Evaluation#

One of the main challenges of automatic mixing systems is their evaluation. Music mixing is inherently a creative process and therefore a highly subjective task whose result cannot be objectively categorized as correct or incorrect. So, by modeling or automating this process, we often generate an ill-posed problem, where there is no unique correct solution, and which cannot be fully expressed through objective metrics either. This directly affects the way we train and evaluate our models, as there is not a single feasible metric that will fully encompass the production quality of a generated mix. For a supervised learning task, the use of a professional human-made mix as the ground truth is often a good indicator of performance, however, we must acknowledge that a mix that deviates from the ground truth does not always corresponds to an aesthetically unpleasant or “bad” mix. Thus, perceptual listening tests have become the conventional way to evaluate these systems, and while there is no standardized test type or platform, we can base the design of a perceptual test on a set of best practices that can be found within the literature and adjust them to the specific characteristics of the automatic mixing system to be tested.

Objective Metrics#

Objective evaluation of music production tasks is not a straightforward task and remains an open field of research. For instance, no audio feature, loss function or deep learning embedding have yet been found that fully represent solely the mixing, post-production, or audio effects processing of an input audio. The existence of such a metric has the potential to significantly reduce the research and development time of automatic mixing systems. This, since in comparison with perceptual tests, the evaluation through metrics requires less time and effort.
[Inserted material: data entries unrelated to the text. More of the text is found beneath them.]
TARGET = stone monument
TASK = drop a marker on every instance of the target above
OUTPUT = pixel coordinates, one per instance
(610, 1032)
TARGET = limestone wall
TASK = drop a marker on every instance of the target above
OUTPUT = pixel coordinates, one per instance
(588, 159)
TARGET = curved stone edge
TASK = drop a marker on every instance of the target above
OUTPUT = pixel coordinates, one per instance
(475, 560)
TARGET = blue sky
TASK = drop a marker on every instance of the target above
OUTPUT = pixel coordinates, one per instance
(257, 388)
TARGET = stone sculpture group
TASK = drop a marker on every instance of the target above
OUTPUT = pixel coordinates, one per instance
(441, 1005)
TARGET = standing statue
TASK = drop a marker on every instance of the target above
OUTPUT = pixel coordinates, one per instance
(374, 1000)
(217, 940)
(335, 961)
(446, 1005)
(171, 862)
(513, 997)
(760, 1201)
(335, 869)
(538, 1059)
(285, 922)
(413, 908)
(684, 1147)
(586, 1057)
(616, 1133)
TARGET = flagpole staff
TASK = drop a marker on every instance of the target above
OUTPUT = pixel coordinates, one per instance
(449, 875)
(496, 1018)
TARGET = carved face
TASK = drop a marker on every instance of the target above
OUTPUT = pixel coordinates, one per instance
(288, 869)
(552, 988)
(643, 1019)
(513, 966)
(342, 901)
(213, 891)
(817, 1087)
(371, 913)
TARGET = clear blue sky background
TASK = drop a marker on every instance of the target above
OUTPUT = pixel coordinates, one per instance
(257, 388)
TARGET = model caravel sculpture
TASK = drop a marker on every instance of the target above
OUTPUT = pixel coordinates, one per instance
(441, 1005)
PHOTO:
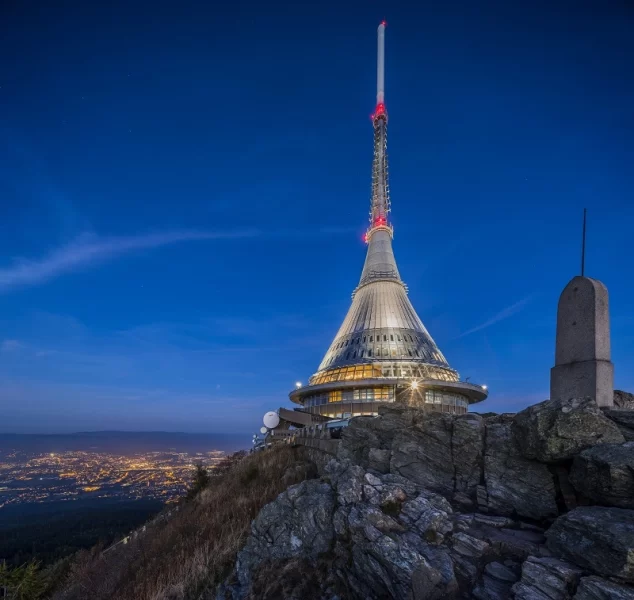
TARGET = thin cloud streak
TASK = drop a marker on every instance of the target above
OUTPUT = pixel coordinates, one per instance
(88, 250)
(504, 314)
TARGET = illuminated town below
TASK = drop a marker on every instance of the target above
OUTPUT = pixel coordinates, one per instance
(73, 475)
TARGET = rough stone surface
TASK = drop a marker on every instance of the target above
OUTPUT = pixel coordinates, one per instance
(461, 514)
(624, 419)
(623, 400)
(514, 484)
(297, 523)
(596, 588)
(422, 453)
(605, 474)
(596, 538)
(467, 452)
(547, 578)
(556, 430)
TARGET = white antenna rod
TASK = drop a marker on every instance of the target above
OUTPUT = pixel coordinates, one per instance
(380, 65)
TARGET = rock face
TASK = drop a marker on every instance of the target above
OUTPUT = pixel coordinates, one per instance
(547, 578)
(298, 523)
(420, 506)
(624, 420)
(623, 400)
(595, 588)
(598, 539)
(556, 430)
(605, 474)
(514, 484)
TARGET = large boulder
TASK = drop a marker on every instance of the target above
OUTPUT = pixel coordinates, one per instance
(595, 588)
(548, 579)
(596, 538)
(605, 474)
(298, 523)
(624, 419)
(467, 453)
(514, 484)
(422, 453)
(556, 430)
(623, 400)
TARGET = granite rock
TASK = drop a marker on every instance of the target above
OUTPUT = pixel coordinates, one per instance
(596, 538)
(605, 474)
(596, 588)
(515, 484)
(556, 430)
(547, 579)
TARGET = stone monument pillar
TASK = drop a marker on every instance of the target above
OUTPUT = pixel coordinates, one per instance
(582, 353)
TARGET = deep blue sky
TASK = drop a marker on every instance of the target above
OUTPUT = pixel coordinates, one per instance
(183, 191)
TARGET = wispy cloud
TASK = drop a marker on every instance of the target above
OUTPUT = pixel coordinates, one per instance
(504, 314)
(10, 346)
(88, 250)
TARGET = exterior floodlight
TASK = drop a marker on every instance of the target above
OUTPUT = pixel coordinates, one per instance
(271, 420)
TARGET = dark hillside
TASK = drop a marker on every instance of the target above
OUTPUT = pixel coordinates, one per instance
(195, 549)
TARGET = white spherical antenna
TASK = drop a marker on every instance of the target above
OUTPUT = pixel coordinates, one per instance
(271, 420)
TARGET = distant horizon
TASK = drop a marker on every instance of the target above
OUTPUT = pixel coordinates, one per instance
(183, 211)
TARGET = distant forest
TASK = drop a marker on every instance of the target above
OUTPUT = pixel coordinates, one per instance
(47, 533)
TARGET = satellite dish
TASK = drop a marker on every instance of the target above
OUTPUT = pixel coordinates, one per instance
(271, 420)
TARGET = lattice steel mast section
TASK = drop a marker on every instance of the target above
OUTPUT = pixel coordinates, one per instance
(382, 344)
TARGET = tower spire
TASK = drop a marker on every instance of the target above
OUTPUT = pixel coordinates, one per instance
(382, 351)
(380, 262)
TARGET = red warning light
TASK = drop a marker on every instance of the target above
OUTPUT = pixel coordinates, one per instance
(380, 220)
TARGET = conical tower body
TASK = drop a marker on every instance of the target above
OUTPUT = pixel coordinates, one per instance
(382, 351)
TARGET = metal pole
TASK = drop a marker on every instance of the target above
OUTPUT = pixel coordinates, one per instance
(583, 244)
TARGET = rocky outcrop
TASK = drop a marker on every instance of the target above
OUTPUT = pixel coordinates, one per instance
(556, 430)
(605, 474)
(547, 578)
(428, 506)
(595, 588)
(623, 400)
(515, 484)
(298, 523)
(596, 538)
(624, 420)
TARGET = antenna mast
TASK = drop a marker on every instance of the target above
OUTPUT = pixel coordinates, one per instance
(380, 203)
(583, 244)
With this in mind, we can approximate the objective evaluation of automatic mixing systems through audio features that relate to the most common audio effects used during mixing. Since audio effects generally manipulate audio characteristics such as frequency content, dynamics, spatialization, timbre, or pitch, we can use audio features that are associated with these audio characteristics as a way to numerically evaluate mixes.

Considering the shortcomings of an objective evaluation when comparing mixtures, these features should only be taken as an indicator of performance when testing our models. An example of such flaws is a lack of ability to capture production quality or aesthetic improvements, or a lack of evidence of artifacts within the mix [SRDM19].

We can use the following audio features [CR21]:

  • Spectral features for EQ and reverberation: centroid, bandwidth, contrast, flatness, and roll-off [Pee04]

  • Spatialisation features for panning: the Panning Root Mean Square (RMS) [TJM07]

  • Dynamic features for dynamic range processors: RMS level, dynamic spread and crest factor [MDMP+15]

  • Loudness features the integrated loudness level (LUFS) and peak loudness [IR11]

To capture the dynamics of audio effects information we can compute the running mean over a fixed number of past frames [TJM07]. We can calculate the mean absolute percentage error between the target and output features to get a better understanding of the overall relative error.

Deep features such as the embedding output of the Fx encoder proposed in [KMartinezRamirezL+22] could also be used as an indicator of similarity for audio effect information, although a further analysis of such embeddings is required. Likewise, this applies to general purpose deep features related to audio perception, such as the Fréchet Audio Distance [KZRS19].